Tips for Passing a 3G Aerospace Weld Test AWS D17.1
Passing a d17 test starts with cleaning the metal the right way.
I suggest starting with an acetone wipe to remove any oils, adhesives, shop dust, etc. so that you wont smear them into the metal when you use an abrasive wheel.
Next, file the sheared edge to be welded with a clean file that is dedicated to stainless or whatever metal you are welding.
Some metals will also require a light sanding about 1/4" (6mm) from the edge...but again use a dedicated sanding disc around 120-240 grit.

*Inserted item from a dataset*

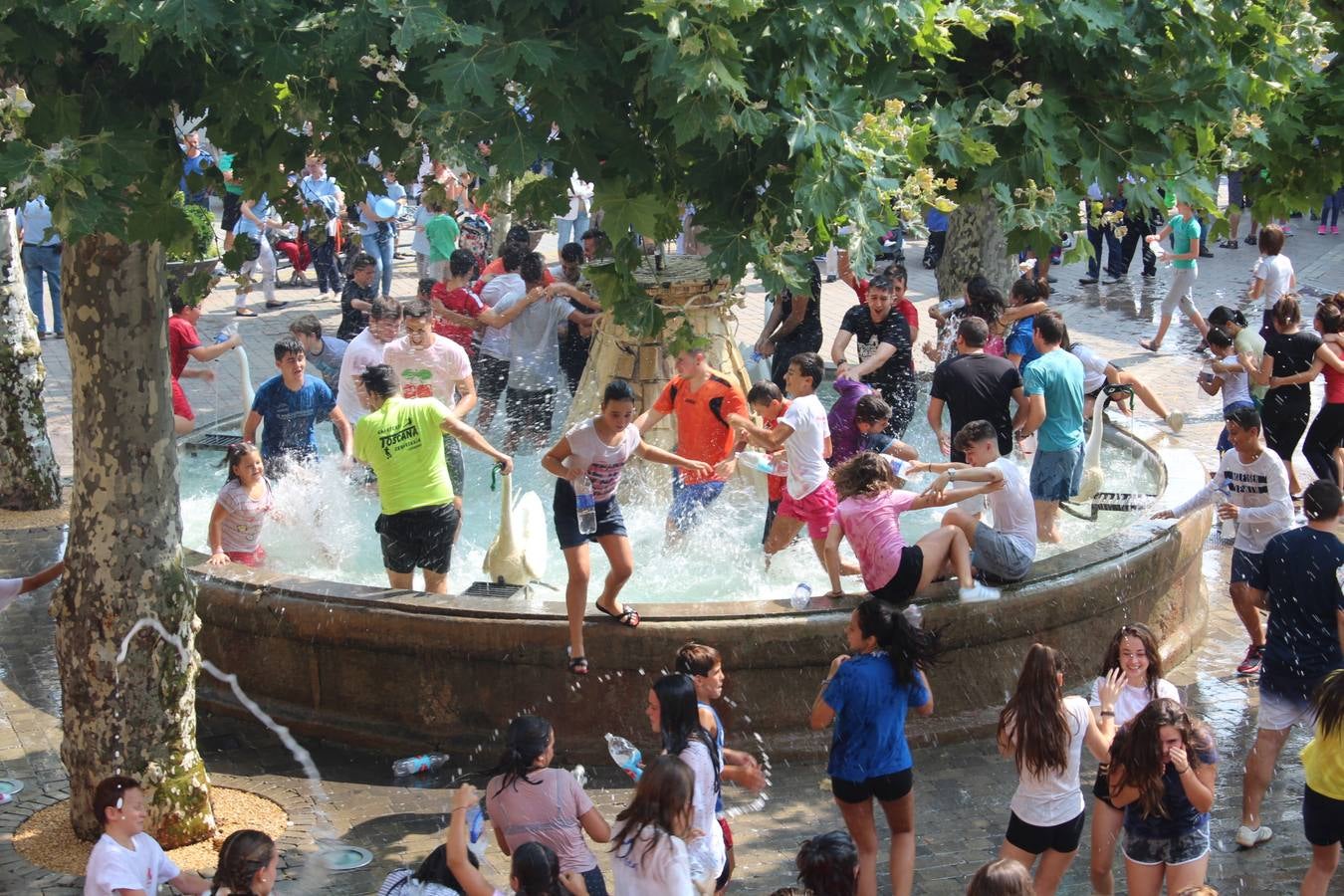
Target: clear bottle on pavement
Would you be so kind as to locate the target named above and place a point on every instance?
(625, 755)
(415, 765)
(584, 506)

I strongly discourage using scotch brite wheels to clean test plates since some of them contain polishing oils that cause porosity.
One final wipe with acetone before putting the pieces in the fixture.
Make sure the fixture is clean and wipe down with acetone if not.
Once the test pieces are in the fixture, do NOT spray or wipe with acetone as this will only flush contaminants into the joint.
.063" (1.6mm) stainless does not really require any gap in order to fully penetrate but I sometimes use a slight gap to help me see the joint better.
If i gap the pieces .040" (1.mm) they are more half that by the time I get a few tack welds so the gap is minimal while welding.
I make tack welds on the ends with just a few extra dabs of filler metal to prevent melting away.
Even though the AWS D17.1 specification allows for end defects, i think test pieces should be visually acceptable end to end.
Once the test joint is tacked up, its time to weld.
Stainless steels generally require around 2/3 the amperage as carbon steels for a butt joint so 46 amps was enough to fully penetrate .063" 304L stainless.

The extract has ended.